Bible Study Methodology

A quick and useful way to examine any given subject is to ask the “W”s : who, what, where, when, why, how. So as it relates to the method of Bible study, we should ask the same questions:

Who? You and me. Our children, and anyone we intend to teach.

What? The Bible – respected translations of the Bible (NIV, NJKV, NASB, HCSB, etc) and not paraphrases. Paraphrases can be aids to understanding the Bible and should not be confused with the authoritative Word of God.

Where? In a place of solitude.

When? Whatever works best for God to speak to you. David suggested morning.

Why? There are several foundational answers for why we should study the Bible:

  1. The Bible is the only book to properly address any “religion” worth following.
  2. It is the Word of God; describes the only God worthy of worship and shows us His eternal plan for Man.
  3. The Bible provides a source of daily nourishment and encouragement for all facets of life.
  4. The Bible was not provided just for historical or entertainment purposes: it was provided to change lives.
  5. We’re commanded to: 2 Timothy 2:15  Study to show thyself approved unto God, a workman that needeth not to be ashamed, rightly dividing the word of truth.

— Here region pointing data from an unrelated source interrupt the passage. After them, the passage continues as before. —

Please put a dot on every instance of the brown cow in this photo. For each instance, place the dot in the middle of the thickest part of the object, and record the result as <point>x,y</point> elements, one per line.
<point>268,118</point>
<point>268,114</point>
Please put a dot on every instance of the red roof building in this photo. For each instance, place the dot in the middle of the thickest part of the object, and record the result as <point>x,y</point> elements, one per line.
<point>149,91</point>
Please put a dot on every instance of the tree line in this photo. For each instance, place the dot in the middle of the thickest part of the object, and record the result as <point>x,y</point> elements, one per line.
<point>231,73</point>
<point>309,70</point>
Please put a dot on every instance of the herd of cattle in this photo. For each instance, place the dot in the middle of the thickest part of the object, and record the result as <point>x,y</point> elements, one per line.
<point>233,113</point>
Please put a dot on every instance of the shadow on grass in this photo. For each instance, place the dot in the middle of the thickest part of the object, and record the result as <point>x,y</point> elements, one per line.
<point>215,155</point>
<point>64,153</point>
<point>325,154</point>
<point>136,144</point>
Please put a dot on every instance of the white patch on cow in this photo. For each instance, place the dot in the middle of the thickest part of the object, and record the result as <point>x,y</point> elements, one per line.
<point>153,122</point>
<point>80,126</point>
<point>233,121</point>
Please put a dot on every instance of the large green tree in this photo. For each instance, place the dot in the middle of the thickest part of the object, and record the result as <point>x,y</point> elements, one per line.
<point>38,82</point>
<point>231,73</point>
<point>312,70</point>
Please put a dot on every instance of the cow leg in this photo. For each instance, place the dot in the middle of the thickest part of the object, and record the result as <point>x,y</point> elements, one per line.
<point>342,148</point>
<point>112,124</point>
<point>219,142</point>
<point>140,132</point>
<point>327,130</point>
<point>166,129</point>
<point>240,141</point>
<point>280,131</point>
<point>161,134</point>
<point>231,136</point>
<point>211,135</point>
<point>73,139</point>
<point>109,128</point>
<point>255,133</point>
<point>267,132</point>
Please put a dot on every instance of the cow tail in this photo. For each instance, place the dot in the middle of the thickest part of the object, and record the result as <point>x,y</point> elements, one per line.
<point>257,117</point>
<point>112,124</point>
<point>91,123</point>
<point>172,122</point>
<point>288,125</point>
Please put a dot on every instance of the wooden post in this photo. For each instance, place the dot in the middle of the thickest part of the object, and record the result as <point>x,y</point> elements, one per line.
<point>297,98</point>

Understanding God’s Word should be as straightforward as reading the daily newspaper. However, in working to understand God’s Word, we need to remember there are 5 hurdles that separate us from the words on the page: language, geography, culture & tradition, politics, and history. The more we understand these 5 dimensions as it pertains to a passage in question, the closer we get to a clear and full understanding of God’s Word.

How? As with any pursuit in life, you get out of the Bible what you put into it. It goes without saying that if you read the Bible, you can only get so much. If you study it, however… prepare to have your life changed! There are multiple ways to study the Bible, and this series will focus on just a few. All methods of studying the Bible involve three fundamental disciplines:

  • Observation: What do I see? Ask the 5 Ws. Collect as much data, even the data you don’t like. The more you observe, the easier it is to interpret, and the more accurately you can apply.
  • Interpretation: What does it mean? Let the text speak for itself and don’t pour your own meaning into the text. In the case of “conflicting passages”, keep in mind that Scripture interprets Scripture: The obscure is subject to the clear; The narrative is subject to the didactic; The partial is subject to the complete.
  • Application: How do I apply it? This is critical! Without application, study is nothing more than a trivial pursuit. The book of James spends a great deal of energy hammering home the point that faith without works is dead and useless!

The first and best aid to studying the Bible is the Holy Spirit Himself! Jesus Christ promised that He would send the Comforter. John 14:26  But the Comforter, the Holy Spirit whom the Father will send in My name, He shall teach you all things and bring all things to your remembrance, whatever I have said to you.

Bible study tools should always be used after you’ve exposed yourself to a passage in question and asked the Holy Spirit for guidance. Excellent Bible study tools fall into several categories:

  • Devotional: Focus on spiritual and practical application of the meaning of Biblical passages.
  • Expositional: Focus on structure, themes and outlines of books. Often includes word meanings.
  • Exegetical: Technical references for linguistic and grammatical analysis of original language.
  • Homiletical: Designed for preachers. Interpret and illustrate while focusing on practical application.
  • Special Purpose: Designed for teaching specific groups: teens, children, new believers, etc.

By keeping this larger view of Bible study methods before us, we can maximize our time studying the Bible.